Entering determinant() with matrix = 
    4.0
   ---> Returning det =    4.0000000    
   ---> Returning det =    68.000000    
    Getting a 2-by-2 sub-matrix from cofactor():
        9.0 4.0
        5.0 3.0
    and passing it to determinant().
Entering determinant() with matrix = 
    9.0 4.0
    5.0 3.0
    Getting a 1-by-1 sub-matrix from cofactor():
        3.0
    and passing it to determinant().
Entering determinant() with matrix = 
    3.0
   ---> Returning det =    3.0000000    
    Getting a 1-by-1 sub-matrix from cofactor():
        4.0
    and passing it to determinant().
Entering determinant() with matrix = 
    4.0
   ---> Returning det =    4.0000000    
   ---> Returning det =    7.0000000    
   ---> Returning det =   -360.00000    
Final det =    -3.60000000000000000000E+02

You can insert more print lines until the whole mechanism becomes clear.

---

BTW, the code in the Rossetta page seems much simpler than the OP's code by creating a sub-matrix directly as a local array. The simplified version of the code reads

recursive function det_rosetta( mat, n ) result( accum )
    integer :: n
    real    :: mat(n, n)
    real    :: submat(n-1, n-1), accum
    integer :: i, sgn

    if ( n == 1 ) then
        accum = mat(1,1)
    else
        accum = 0.0
        sgn = 1
        do i = 1, n
            submat( 1:n-1, 1:i-1 ) = mat( 2:n, 1:i-1 )
            submat( 1:n-1, i:n-1 ) = mat( 2:n, i+1:n )

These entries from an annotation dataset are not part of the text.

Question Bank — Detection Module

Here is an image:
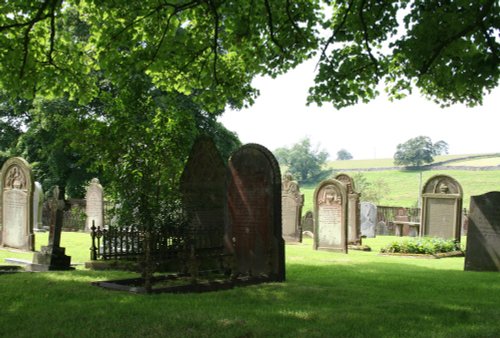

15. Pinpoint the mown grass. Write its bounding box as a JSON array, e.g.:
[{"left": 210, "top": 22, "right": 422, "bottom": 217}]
[{"left": 0, "top": 234, "right": 500, "bottom": 337}]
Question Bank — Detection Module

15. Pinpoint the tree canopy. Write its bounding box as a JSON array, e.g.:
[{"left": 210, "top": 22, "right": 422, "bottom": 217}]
[
  {"left": 0, "top": 0, "right": 500, "bottom": 113},
  {"left": 394, "top": 136, "right": 448, "bottom": 167}
]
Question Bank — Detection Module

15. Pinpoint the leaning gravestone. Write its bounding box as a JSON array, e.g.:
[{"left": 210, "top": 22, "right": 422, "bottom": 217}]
[
  {"left": 465, "top": 191, "right": 500, "bottom": 271},
  {"left": 360, "top": 202, "right": 377, "bottom": 238},
  {"left": 420, "top": 175, "right": 463, "bottom": 241},
  {"left": 225, "top": 144, "right": 285, "bottom": 281},
  {"left": 0, "top": 157, "right": 35, "bottom": 251},
  {"left": 281, "top": 174, "right": 304, "bottom": 243},
  {"left": 335, "top": 174, "right": 361, "bottom": 245},
  {"left": 180, "top": 137, "right": 226, "bottom": 251},
  {"left": 313, "top": 180, "right": 347, "bottom": 253},
  {"left": 85, "top": 178, "right": 104, "bottom": 231}
]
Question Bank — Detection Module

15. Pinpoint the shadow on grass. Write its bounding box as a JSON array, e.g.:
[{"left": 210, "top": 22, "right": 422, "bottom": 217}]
[{"left": 0, "top": 262, "right": 500, "bottom": 337}]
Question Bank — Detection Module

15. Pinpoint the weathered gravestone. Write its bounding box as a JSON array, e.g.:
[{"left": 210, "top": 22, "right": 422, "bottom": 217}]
[
  {"left": 360, "top": 202, "right": 377, "bottom": 238},
  {"left": 281, "top": 174, "right": 304, "bottom": 243},
  {"left": 225, "top": 144, "right": 285, "bottom": 281},
  {"left": 33, "top": 182, "right": 44, "bottom": 230},
  {"left": 335, "top": 174, "right": 361, "bottom": 245},
  {"left": 180, "top": 137, "right": 227, "bottom": 253},
  {"left": 420, "top": 175, "right": 463, "bottom": 241},
  {"left": 465, "top": 191, "right": 500, "bottom": 271},
  {"left": 0, "top": 157, "right": 35, "bottom": 251},
  {"left": 85, "top": 178, "right": 104, "bottom": 231},
  {"left": 29, "top": 186, "right": 73, "bottom": 271},
  {"left": 314, "top": 179, "right": 347, "bottom": 253}
]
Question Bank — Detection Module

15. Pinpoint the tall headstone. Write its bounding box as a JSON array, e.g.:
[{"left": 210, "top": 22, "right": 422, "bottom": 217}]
[
  {"left": 335, "top": 174, "right": 361, "bottom": 245},
  {"left": 281, "top": 174, "right": 304, "bottom": 243},
  {"left": 360, "top": 202, "right": 377, "bottom": 238},
  {"left": 85, "top": 178, "right": 104, "bottom": 231},
  {"left": 314, "top": 179, "right": 347, "bottom": 253},
  {"left": 465, "top": 191, "right": 500, "bottom": 271},
  {"left": 33, "top": 182, "right": 44, "bottom": 230},
  {"left": 0, "top": 157, "right": 35, "bottom": 251},
  {"left": 180, "top": 137, "right": 226, "bottom": 250},
  {"left": 225, "top": 144, "right": 285, "bottom": 281},
  {"left": 420, "top": 175, "right": 463, "bottom": 241}
]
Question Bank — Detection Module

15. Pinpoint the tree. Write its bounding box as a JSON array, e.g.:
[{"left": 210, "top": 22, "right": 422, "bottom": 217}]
[
  {"left": 337, "top": 149, "right": 352, "bottom": 161},
  {"left": 394, "top": 136, "right": 448, "bottom": 167},
  {"left": 274, "top": 137, "right": 328, "bottom": 182},
  {"left": 0, "top": 0, "right": 500, "bottom": 109}
]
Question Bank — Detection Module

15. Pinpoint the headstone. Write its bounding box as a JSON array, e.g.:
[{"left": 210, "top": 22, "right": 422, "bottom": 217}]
[
  {"left": 33, "top": 182, "right": 44, "bottom": 231},
  {"left": 85, "top": 178, "right": 104, "bottom": 231},
  {"left": 225, "top": 144, "right": 285, "bottom": 281},
  {"left": 360, "top": 202, "right": 377, "bottom": 238},
  {"left": 335, "top": 174, "right": 361, "bottom": 245},
  {"left": 0, "top": 157, "right": 35, "bottom": 251},
  {"left": 180, "top": 137, "right": 226, "bottom": 251},
  {"left": 29, "top": 186, "right": 73, "bottom": 271},
  {"left": 302, "top": 211, "right": 314, "bottom": 233},
  {"left": 465, "top": 191, "right": 500, "bottom": 271},
  {"left": 313, "top": 179, "right": 347, "bottom": 253},
  {"left": 420, "top": 175, "right": 463, "bottom": 241},
  {"left": 281, "top": 174, "right": 304, "bottom": 243}
]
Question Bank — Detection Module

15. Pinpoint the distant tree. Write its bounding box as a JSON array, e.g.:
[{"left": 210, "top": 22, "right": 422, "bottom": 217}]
[
  {"left": 337, "top": 149, "right": 352, "bottom": 161},
  {"left": 394, "top": 136, "right": 448, "bottom": 167},
  {"left": 274, "top": 137, "right": 328, "bottom": 182}
]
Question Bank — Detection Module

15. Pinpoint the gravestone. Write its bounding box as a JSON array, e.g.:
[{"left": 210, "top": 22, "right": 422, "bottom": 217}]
[
  {"left": 225, "top": 144, "right": 285, "bottom": 281},
  {"left": 29, "top": 186, "right": 73, "bottom": 271},
  {"left": 360, "top": 202, "right": 377, "bottom": 238},
  {"left": 85, "top": 178, "right": 104, "bottom": 231},
  {"left": 33, "top": 182, "right": 44, "bottom": 230},
  {"left": 313, "top": 179, "right": 347, "bottom": 253},
  {"left": 302, "top": 211, "right": 314, "bottom": 232},
  {"left": 180, "top": 137, "right": 226, "bottom": 252},
  {"left": 420, "top": 175, "right": 463, "bottom": 241},
  {"left": 465, "top": 191, "right": 500, "bottom": 271},
  {"left": 0, "top": 157, "right": 35, "bottom": 251},
  {"left": 281, "top": 174, "right": 304, "bottom": 243},
  {"left": 335, "top": 174, "right": 361, "bottom": 245}
]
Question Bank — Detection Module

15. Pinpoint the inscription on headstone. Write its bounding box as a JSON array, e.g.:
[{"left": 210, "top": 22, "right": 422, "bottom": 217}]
[
  {"left": 420, "top": 175, "right": 463, "bottom": 241},
  {"left": 465, "top": 191, "right": 500, "bottom": 271},
  {"left": 225, "top": 144, "right": 285, "bottom": 281},
  {"left": 314, "top": 180, "right": 347, "bottom": 253},
  {"left": 85, "top": 178, "right": 104, "bottom": 231},
  {"left": 0, "top": 157, "right": 35, "bottom": 251}
]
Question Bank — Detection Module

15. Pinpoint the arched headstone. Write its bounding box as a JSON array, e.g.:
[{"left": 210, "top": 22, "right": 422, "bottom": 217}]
[
  {"left": 225, "top": 144, "right": 285, "bottom": 281},
  {"left": 314, "top": 180, "right": 347, "bottom": 253},
  {"left": 0, "top": 157, "right": 35, "bottom": 251}
]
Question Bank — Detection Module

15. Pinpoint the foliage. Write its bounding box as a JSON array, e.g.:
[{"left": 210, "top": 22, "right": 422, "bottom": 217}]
[
  {"left": 274, "top": 137, "right": 328, "bottom": 182},
  {"left": 0, "top": 0, "right": 494, "bottom": 109},
  {"left": 380, "top": 237, "right": 461, "bottom": 255},
  {"left": 394, "top": 136, "right": 448, "bottom": 167},
  {"left": 337, "top": 149, "right": 352, "bottom": 161}
]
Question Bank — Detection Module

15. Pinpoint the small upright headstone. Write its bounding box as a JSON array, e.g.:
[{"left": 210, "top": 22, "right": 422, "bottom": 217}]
[
  {"left": 33, "top": 182, "right": 44, "bottom": 231},
  {"left": 180, "top": 137, "right": 226, "bottom": 250},
  {"left": 225, "top": 144, "right": 285, "bottom": 281},
  {"left": 0, "top": 157, "right": 35, "bottom": 251},
  {"left": 85, "top": 178, "right": 104, "bottom": 231},
  {"left": 465, "top": 191, "right": 500, "bottom": 271},
  {"left": 420, "top": 175, "right": 463, "bottom": 241},
  {"left": 281, "top": 174, "right": 304, "bottom": 242},
  {"left": 29, "top": 186, "right": 73, "bottom": 271},
  {"left": 335, "top": 174, "right": 361, "bottom": 245},
  {"left": 361, "top": 202, "right": 377, "bottom": 238},
  {"left": 314, "top": 180, "right": 347, "bottom": 253}
]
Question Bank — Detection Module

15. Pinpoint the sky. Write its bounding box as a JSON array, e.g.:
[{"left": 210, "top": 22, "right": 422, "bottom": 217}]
[{"left": 219, "top": 62, "right": 500, "bottom": 160}]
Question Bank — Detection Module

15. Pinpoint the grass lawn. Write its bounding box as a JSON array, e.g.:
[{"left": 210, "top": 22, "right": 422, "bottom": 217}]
[{"left": 0, "top": 233, "right": 500, "bottom": 337}]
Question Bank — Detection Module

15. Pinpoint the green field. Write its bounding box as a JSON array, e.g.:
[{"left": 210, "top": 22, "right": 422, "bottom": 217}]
[{"left": 0, "top": 233, "right": 500, "bottom": 338}]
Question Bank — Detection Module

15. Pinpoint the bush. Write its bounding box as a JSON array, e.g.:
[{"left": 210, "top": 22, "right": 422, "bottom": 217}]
[{"left": 380, "top": 237, "right": 461, "bottom": 255}]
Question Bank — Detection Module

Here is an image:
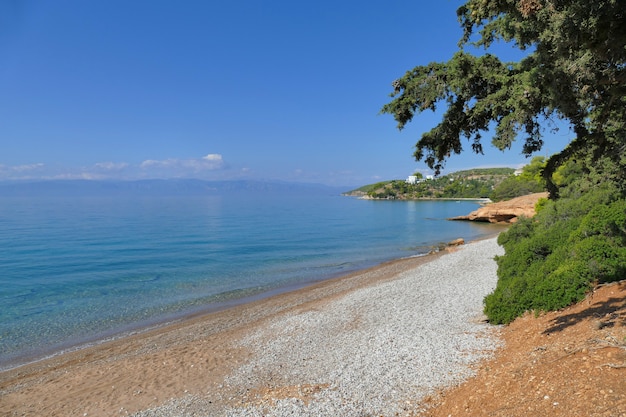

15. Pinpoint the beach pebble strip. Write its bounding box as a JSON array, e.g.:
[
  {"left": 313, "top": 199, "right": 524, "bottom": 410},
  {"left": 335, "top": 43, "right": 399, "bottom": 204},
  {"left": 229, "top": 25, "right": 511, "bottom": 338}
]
[{"left": 136, "top": 238, "right": 503, "bottom": 417}]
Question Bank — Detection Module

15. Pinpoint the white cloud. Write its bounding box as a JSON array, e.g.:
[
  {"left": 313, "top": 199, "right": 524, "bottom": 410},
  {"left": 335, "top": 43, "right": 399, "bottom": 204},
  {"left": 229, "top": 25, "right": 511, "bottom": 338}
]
[
  {"left": 0, "top": 153, "right": 227, "bottom": 180},
  {"left": 94, "top": 162, "right": 129, "bottom": 171},
  {"left": 140, "top": 153, "right": 225, "bottom": 172},
  {"left": 11, "top": 163, "right": 44, "bottom": 172}
]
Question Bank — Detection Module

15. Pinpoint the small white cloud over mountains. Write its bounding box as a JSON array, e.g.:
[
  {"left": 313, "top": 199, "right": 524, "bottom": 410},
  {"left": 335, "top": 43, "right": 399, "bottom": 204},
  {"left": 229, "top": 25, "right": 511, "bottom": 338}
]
[
  {"left": 0, "top": 153, "right": 227, "bottom": 180},
  {"left": 140, "top": 153, "right": 224, "bottom": 173}
]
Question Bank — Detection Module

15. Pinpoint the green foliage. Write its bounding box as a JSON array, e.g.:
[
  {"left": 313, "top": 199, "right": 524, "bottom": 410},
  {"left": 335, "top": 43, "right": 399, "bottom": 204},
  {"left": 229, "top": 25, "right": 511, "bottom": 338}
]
[
  {"left": 347, "top": 168, "right": 515, "bottom": 199},
  {"left": 485, "top": 182, "right": 626, "bottom": 324},
  {"left": 490, "top": 156, "right": 546, "bottom": 201},
  {"left": 381, "top": 0, "right": 626, "bottom": 198}
]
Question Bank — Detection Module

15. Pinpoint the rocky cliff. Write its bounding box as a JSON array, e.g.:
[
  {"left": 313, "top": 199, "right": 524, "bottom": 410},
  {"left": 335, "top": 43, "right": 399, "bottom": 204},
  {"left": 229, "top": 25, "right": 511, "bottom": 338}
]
[{"left": 450, "top": 193, "right": 548, "bottom": 223}]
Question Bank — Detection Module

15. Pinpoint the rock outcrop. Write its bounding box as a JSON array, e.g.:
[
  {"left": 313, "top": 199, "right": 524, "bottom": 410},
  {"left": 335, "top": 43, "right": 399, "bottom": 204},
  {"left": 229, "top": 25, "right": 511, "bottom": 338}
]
[{"left": 450, "top": 193, "right": 548, "bottom": 223}]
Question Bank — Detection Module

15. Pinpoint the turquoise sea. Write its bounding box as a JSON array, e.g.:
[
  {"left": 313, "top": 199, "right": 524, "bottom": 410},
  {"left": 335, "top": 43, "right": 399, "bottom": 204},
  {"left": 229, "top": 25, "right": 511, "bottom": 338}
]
[{"left": 0, "top": 180, "right": 499, "bottom": 369}]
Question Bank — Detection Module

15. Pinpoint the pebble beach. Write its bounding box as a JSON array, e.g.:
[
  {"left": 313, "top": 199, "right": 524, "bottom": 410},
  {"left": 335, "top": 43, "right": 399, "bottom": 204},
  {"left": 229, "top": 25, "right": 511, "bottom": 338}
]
[{"left": 0, "top": 238, "right": 503, "bottom": 417}]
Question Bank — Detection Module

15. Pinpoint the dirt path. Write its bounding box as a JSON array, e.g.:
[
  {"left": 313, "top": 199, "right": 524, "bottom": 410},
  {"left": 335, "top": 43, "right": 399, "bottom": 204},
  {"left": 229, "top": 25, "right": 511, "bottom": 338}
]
[{"left": 421, "top": 281, "right": 626, "bottom": 417}]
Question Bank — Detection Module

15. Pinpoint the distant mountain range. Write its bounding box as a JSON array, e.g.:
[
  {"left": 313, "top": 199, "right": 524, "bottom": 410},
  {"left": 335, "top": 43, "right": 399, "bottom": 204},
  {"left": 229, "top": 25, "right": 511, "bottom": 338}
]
[{"left": 0, "top": 179, "right": 345, "bottom": 198}]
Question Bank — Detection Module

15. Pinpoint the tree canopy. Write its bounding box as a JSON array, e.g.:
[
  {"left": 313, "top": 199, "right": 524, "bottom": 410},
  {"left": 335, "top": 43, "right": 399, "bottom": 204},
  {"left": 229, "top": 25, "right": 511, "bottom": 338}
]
[{"left": 382, "top": 0, "right": 626, "bottom": 197}]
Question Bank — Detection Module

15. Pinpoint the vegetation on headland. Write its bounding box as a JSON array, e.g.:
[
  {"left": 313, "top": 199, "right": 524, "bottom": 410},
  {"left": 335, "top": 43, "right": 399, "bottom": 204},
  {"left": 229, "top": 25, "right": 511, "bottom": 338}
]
[
  {"left": 485, "top": 155, "right": 626, "bottom": 324},
  {"left": 345, "top": 157, "right": 545, "bottom": 201},
  {"left": 382, "top": 0, "right": 626, "bottom": 323}
]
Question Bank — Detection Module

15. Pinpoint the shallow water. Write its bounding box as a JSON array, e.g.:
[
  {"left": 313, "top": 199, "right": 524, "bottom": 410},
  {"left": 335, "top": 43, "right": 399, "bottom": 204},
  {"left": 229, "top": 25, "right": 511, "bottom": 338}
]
[{"left": 0, "top": 188, "right": 498, "bottom": 368}]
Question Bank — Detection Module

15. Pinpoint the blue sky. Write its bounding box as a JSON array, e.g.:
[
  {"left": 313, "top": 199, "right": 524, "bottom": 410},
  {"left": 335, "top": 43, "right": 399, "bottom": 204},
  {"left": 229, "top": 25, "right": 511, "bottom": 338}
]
[{"left": 0, "top": 0, "right": 571, "bottom": 185}]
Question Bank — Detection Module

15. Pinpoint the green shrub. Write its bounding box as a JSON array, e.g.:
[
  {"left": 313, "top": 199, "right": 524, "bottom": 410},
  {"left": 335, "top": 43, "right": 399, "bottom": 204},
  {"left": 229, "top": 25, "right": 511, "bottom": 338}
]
[{"left": 484, "top": 184, "right": 626, "bottom": 324}]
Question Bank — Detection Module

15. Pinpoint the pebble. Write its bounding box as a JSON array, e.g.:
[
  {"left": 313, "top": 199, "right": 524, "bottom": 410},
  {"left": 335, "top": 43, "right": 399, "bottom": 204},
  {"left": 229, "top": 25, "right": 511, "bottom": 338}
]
[{"left": 130, "top": 238, "right": 503, "bottom": 417}]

            accum = accum + sgn * mat(1, i) * det_rosetta( submat, n-1 )
            sgn = - sgn
        enddo
    endif
end function

Note that the Laplace expansion is made along the first row, and that the submat is assigned using array sections. The assignment can also be written simply as

submat( :, :i-1 ) = mat( 2:, :i-1 )
submat( :, i: )   = mat( 2:, i+1: )

where the upper and lower bounds of the array sections are omitted (then, the declared values of upper and lower bounds are used by default). The latter form is used in the Rosetta page.